In sostanza, l’azienda, oltre ad avere ignorato l’esistenza del regolamento, ha anche omesso di attuare le misure di sicurezza informatica adeguate che ci si aspetterebbero dall’applicazione del principio approccio basato sul rischio: siccome tratto dati di quasi un milione di persone e questi dati sono ipersensibili, è bene che io attui misure per proteggerli adeguatamente. Invece mancavano le misure per assicurare la sicurezza delle reti: la VPN era accessibile da chiunque con user ID e password, i profili degli amministratori non erano individuati e separati, la rete era strutturata in modo tale da permettere al malware, una volta entrato, di propagarsi per tutta l’azienda e le misure per accorgersi tempestivamente dell’incidente e limitarne i danni non erano state implementate.

Che cosa ci insegna questo episodio

Non puntiamo il dito contro la ASL di Napoli credendoci al di sopra del rischio che possa succedere a chiunque, in qualsiasi momento, ma evidenziamo questo episodio perché ha molto da insegnarci. Il Garante, infatti, non ha sanzionato l’azienda perché ha subito un data breach e perché ha esposto i dati sensibili di quasi un milione di persone. Ormai sappiamo che il rischio zero non esiste, che non è un problema di se succederà, ma di quando succederà.

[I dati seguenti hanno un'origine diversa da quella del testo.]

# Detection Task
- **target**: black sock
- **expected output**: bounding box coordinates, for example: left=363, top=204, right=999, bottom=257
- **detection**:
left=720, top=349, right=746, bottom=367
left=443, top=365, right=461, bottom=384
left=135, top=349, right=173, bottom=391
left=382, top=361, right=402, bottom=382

Il Garante ha sanzionato la ASL perché non ha fatto niente, non si è posta il problema, non ha attuato alcuna misura di sicurezza. Non ha agito in prevenzione e di conseguenza è stata bersaglio facile per un malware così diffuso come criptolocker. Allo stesso modo, il nostro ente non prenderà una sanzione se subirà un attacco di successo, ma la prenderà se verrà appurato che il personale non è mai stato formato, che le macchine non sono protette, che la rete è accessibile a chiunque, che mancano i privilegi di accesso, che il DPO nominato è solo di facciata, insomma in una parola perché si è violato il principio di accountability del titolare.

Su tutto il resto, l’Autorità è disposta a venire incontro al titolare e concedere tempo e strumenti per adeguarsi, ma dimostrare una completa mancanza di interesse per la materia è proprio l’unica cosa che, senza alcun dubbio, ci farà incorrere nella sanzione (30mila euro in questo caso, ed è andata ancora bene). La difficoltà nell’applicazione del GDPR sta tutta qui: non saremo mai certi di aver fatto tutto per bene, perché l’iniziativa è lasciata al titolare. Ma sappiamo per certo che non agire e restare inerti, soprattutto nella faticosa, ma indispensabile attività preparatoria e preventiva può essere forse l’unico modo per limitare i danni, quando, inevitabilmente, saremo i prossimi nella lista.

DPO in pillole: privacy e cybersecurity* Luisa Di Giacomo è avvocato da oltre quindici anni, dal 2012 è consulente privacy presso diverse aziende nel nord Italia e dal 2018 ricopre l’incarico di DPO presso diverse Pubbliche Amministrazioni (Comuni, Enti di ricerca, Enti socio assistenziali) e società private. Dal 2022 fa parte del pool di consulenti esperti in Data Protection Law istituito presso l’European Data Protection Board.
Formata nell’ambito del diritto civile e commerciale, negli ultimi dieci anni si è dedicata in via esclusiva al diritto di internet, delle nuove tecnologie, della protezione dei dati personali e della cybersecurity.
Ha svolto periodi di studio e di lavoro all’estero, è docente e formatore per Maggioli spa, responsabile della sezione cybersecurity del portale diritto.it, redattrice per la Gazzetta degli Enti Locali.
Parla inglese e francese a livello madrelingua, ed ha una discreta conoscenza dello spagnolo e del portoghese.
Ama scrivere narrativa e dedicarsi all’attività di formazione in aula e online, già autrice per La Gazzetta degli Enti Locali della rubrica I martedì della cybersecurity.
Le piace definirsi Cyberavvocato.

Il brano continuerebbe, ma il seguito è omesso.